Critical Control Points

The second principle is to recognise critical control points. These would be points in the manufacturing of the food that could pose the most risk. All hazards must be found and managed during this process.

Critical Limits

Control points will need critical limits. These limits, which include both minimums and maximums, must be followed. Any breaks in limits will need to be addressed and handled.

Critical Control Monitoring

This monitoring standard is set into place to ensure all critical control points are noted and watched for any changes that could lead to risk. Critical limits will also be monitored during this principle.

Corrective Action

There should be a plan for specific corrective actions should a hazard arise at a critical control point. This could include a critical limit minimum not being met, or alternatively, a critical limit maximum being overtaken. Corrective actions should be used immediately to avoid any injury or illness to humans from the hazard.

Procedures

A set of procedures should be set forth in order to ensure HACCP is always followed and implemented correctly in the food manufacturing workplace. All employees involved in the process should be able to verify the steps for which they are responsible.

Record Keeping

Any food manufacturing or packaging facility should keep verifiable and accurate records. This should include details of their own HACCP plan as well as their own established critical control points and critical limits. If corrective action has to be taken, then this should be documented as well.

Getting Started

There are any number of ways to get started on your road to HACCP success. Some you can do yourself and others may require the services of industry professionals. A great way to get started implementing HACCP in your business is to get the HACCP Safe Complete Kit.

But before you engage the services of expensive consultants, a popular first step to consider is reviewing your own food safety procedures with the aid of a set of tools and instructional guides. This can also be an easy way to get HACCP compliant on a DIY budget.
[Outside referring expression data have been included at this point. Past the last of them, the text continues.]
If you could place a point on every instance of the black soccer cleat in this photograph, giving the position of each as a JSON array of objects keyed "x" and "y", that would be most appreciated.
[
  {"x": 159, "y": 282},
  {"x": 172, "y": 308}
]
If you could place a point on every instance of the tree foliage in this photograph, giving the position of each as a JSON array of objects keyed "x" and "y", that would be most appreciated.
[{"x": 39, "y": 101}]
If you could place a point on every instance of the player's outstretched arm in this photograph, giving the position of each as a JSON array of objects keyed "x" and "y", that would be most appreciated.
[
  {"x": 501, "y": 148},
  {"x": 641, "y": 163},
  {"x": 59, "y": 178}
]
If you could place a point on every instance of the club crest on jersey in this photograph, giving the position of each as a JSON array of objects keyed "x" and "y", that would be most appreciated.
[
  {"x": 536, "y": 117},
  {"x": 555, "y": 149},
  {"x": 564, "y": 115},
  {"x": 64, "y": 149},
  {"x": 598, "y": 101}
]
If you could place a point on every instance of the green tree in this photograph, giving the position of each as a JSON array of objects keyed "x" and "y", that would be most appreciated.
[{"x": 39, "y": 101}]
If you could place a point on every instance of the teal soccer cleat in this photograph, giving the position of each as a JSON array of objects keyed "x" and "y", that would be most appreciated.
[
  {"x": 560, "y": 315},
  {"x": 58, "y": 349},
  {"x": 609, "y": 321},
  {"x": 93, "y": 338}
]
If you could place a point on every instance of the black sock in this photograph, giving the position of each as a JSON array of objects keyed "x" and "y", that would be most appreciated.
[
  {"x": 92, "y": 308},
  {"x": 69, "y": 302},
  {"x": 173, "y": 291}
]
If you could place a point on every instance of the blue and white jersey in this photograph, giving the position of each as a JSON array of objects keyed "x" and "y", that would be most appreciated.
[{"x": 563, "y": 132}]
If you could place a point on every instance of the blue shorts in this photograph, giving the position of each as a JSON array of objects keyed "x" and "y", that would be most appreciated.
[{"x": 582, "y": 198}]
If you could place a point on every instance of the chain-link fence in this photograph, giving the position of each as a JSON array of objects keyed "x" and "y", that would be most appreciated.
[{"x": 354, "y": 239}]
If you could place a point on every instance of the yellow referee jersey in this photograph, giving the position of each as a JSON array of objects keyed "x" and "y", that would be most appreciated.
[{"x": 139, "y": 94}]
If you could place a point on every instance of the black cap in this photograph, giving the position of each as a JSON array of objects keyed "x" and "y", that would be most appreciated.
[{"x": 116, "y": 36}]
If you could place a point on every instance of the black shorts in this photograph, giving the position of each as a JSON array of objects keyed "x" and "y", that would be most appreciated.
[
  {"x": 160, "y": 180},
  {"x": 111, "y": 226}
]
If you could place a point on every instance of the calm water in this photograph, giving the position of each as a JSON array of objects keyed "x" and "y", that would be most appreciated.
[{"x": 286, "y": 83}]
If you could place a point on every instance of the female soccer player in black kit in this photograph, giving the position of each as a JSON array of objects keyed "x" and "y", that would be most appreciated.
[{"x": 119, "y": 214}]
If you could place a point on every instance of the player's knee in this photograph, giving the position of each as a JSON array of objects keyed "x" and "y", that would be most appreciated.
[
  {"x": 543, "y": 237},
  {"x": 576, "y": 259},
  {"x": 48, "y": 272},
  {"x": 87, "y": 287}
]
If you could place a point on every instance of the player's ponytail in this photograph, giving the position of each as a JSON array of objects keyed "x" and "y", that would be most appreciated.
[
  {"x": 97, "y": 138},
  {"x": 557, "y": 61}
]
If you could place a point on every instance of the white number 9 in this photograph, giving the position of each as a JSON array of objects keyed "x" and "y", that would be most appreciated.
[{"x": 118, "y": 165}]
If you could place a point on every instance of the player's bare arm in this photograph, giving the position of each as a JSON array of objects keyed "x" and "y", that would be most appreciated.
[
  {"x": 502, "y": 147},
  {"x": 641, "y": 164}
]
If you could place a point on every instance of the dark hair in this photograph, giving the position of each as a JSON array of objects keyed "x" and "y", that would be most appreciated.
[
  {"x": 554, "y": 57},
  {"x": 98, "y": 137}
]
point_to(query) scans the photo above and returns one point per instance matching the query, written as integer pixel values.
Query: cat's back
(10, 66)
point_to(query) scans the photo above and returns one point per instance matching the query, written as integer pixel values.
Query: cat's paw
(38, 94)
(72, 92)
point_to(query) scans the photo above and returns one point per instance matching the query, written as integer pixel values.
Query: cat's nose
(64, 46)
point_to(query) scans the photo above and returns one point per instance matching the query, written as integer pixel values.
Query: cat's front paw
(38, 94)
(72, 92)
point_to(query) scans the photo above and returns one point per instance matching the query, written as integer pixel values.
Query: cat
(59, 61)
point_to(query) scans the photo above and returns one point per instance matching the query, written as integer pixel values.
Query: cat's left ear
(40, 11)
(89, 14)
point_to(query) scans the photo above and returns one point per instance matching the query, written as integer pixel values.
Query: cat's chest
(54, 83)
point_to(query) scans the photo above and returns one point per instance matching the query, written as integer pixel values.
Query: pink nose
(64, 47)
HACCPSAFE is one vendor currently providing tools that make getting started with HACCP that much easier. For a small fee you get access to a range of instructional tools, training videos and support that can help you on your way. You can learn more about HACCPSAFE at www.haccpsafe.com

HACCP is designed to ensure consumer safety by preventing as many food hazards as possible. If this plan is implemented properly, then injury or illness can be prevented. The standards and principles set forth by HACCP are implemented internationally.